A percent sign (%) matches any sequence of zero or more characters

SELECT 'abc' LIKE 'abc'; -- true
SELECT 'abc' LIKE 'a%'; -- true
SELECT 'abc' LIKE '_b_'; -- true
SELECT 'abc' LIKE 'c'; -- false

The LIKE pattern always covers the entire string.
To match a literal underscore or percent sign, the character must be preceded by an escape character: '\%'
It is possible to disable escaping by writing ESCAPE ''
The keywork ILIKE can be used instead of LIKE to make the match case-insensitive according to the active locale.
The operator ~~ is equivalent to LIKE and the operator ~~* corresponds to ILIKE.
- There are also the !~~ and !~~* which correspond to NOT LIKE and NOT ILIKE respectively.

SIMILAR TO Regular Expressions

string SIMILAR TO patterm [ESCAPE escape-character]
string NOT SIMILAR TO pattern [ESCAPE escape-character]

The SIMILAR TO operator returns true or false depending on whether its pattern matches the given string.
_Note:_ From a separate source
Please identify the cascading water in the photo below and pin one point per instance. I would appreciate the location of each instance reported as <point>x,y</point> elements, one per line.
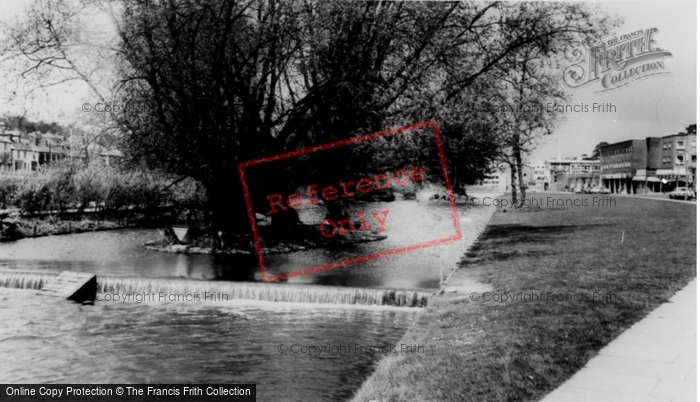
<point>165,289</point>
It is similar to LIKE except that it interprets the pattern using the SQL standard's definition of a regular expression. SQL regular expressions are a curious cross between LIKE notation and common (POSIX) regular expression notation.
The SIMILAR TO operator only succeeds if the regular expression matches the entire string, whereas normal regular expression behavior is where the pattern cat match any part of the string.
SIMILAR TO uses the _ and % as wildcard characters denoting any single character and any string, respectively (these are comparable to . and .* in POSIX regular expressions)

The substring function with three parameters provides extraction of a substring that matches an SQL regular expression pattern.

substring(string, pattern, escape-character)

As with SIMILAR TO, the specified pattern must match the entire data string, or else the function fails and returns null. To indicate the part of the pattern for which the matching data sub-string is of interest, the pattern should contain two occurrences of the escape character followed by the double quote (%"). The text matching portion of the pattern between these separators is returned when the match is successful.

substring('foobar','%"o_b%"', '') -- oob
substring('foobar' similar '#"o_b#"%' escape '#') -- NULL

POSIX Regular Expressions

Operator	Description	Example
`text ~ text`	String matches regular expression, case sensitivity	'thomas' ~ 't.*ma' -- true
`text ~* text`	String matches regular expression, case insensitivity	'thomas' ~ 'T.*ma' -- true
`text !~ text`	String does not match the regular expression, case sensitivity	'thomas' !~ 't.*max' -- true
`text !~* text`	String does not match the regular expression, case insensitivity	'thomas' !~* 'T.*ma' -- false

The POSIX Regular Expressions are similar to regular expressions in other languages.
There are many useful functions that you should look into that are built into PostgreSQL for string matching with regular expressions.